Friday, August 13, 2010

3.

People keep asking nowadays how the terrible things that keep happening are allowed to happen "in this day and age". This strikes me as extremely strange. Was there ever a day and age worse than this? Was there ever another time, another people, another generation with the same ability to swallow violence with such casual irony? Of course, we all know the answer is yes. Having lived only a couple decades or so, I can hardly speak for other times or people or generations. However, one thing I know we can proudly claim as our very own special prize as children of This Day And Age is dead baby jokes. Yes, I said it. Dead baby jokes/nuclear war jokes/apocalypse jokes, these brilliant artefacts of 2010 are most certainly ours and ours alone.

Assuming casual, dark humour isn't a trait reserved for hipsters who like to wear irony on their T-shirts (in a way that is subtle yet in your face, note the double irony of wearing irony), we are all party to the guilty appeal of laughing at the grotesque. I'm not going to condemn this; in fact, I fully support it. Parental horror aside at the crude jokes that drive home baby boomers' fears that we are indeed a depraved lot, it's only human to laugh when it's clearly futile to shed tears.

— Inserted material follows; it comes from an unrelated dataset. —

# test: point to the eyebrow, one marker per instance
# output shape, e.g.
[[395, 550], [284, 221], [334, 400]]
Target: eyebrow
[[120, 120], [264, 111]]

Perhaps the images we are constantly bombarded with on the ubiquitous media that it is so in vogue to criticize nowadays really have desensitized us. Actually, there's really no question about it; the media uses grief to sell products. We do distractedly note the merits of Surf Excel washing powder versus "Ordinary Brands" while we wait to hear the death toll of the most recent tragedy; we do acknowledge the refreshing taste of Limopani with the irritating ding of the timecheck before the news. Horror is a sellable commodity on the news, and it is as open to being poked fun at as anything else we buy. How can you cry at human loss when it is packaged for you with your favourite brand of tea or toilet paper?

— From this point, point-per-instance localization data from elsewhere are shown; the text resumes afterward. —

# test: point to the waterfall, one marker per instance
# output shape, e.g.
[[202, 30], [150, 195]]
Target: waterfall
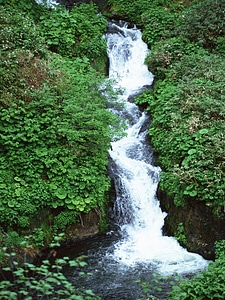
[[137, 210]]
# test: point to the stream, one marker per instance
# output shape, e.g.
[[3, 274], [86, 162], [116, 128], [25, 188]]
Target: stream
[[135, 248]]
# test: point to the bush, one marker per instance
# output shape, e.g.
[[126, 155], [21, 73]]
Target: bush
[[203, 23]]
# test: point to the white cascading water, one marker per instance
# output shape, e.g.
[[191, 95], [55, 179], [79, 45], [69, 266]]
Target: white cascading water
[[139, 215]]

I believe I am digressing from my support of morbid humour, but the reason I am getting at is not that shock value or depressing content desensitizes us, but that it humanizes us. Talking endlessly (casually, but endlessly) about the chaos we are spiralling towards, texting about the most recent evidence of corruption and joking about dead children is not evidence of callousness, but a desire to possess it. Who among us wouldn't want to be completely immune to fear, to not smell it's sickening stench or wonder where we will go when Things Get Worse, as we wait and plan for the time when everything is so wrong we Must Leave? It's like crying until you laugh, or laughing until you cry, until you can't tell the difference anymore.

2 comments:

zehra said...

really good point about how we constantly switch between the devastating news of the flood (or whatever else is going terribly terribly wrong) and mindless entertainment. i like that you recognize the importance of gallow's humor. but i think in places like pakistan where so many things are happening all at once its perhaps taken to an extreme. it is disconcerting how i myself switch so easily between watching coverage of the flood and then texting my friends during the commercial break about which overpriced restaurant we want to go to for dinner.

N said...

oh my god. i keep thinking this same thought. i used to be able to laugh at the satire on Ham Sab Umeed Say Hain but now i can't. it's not funny, it actually saddens me just about as much as watching the news.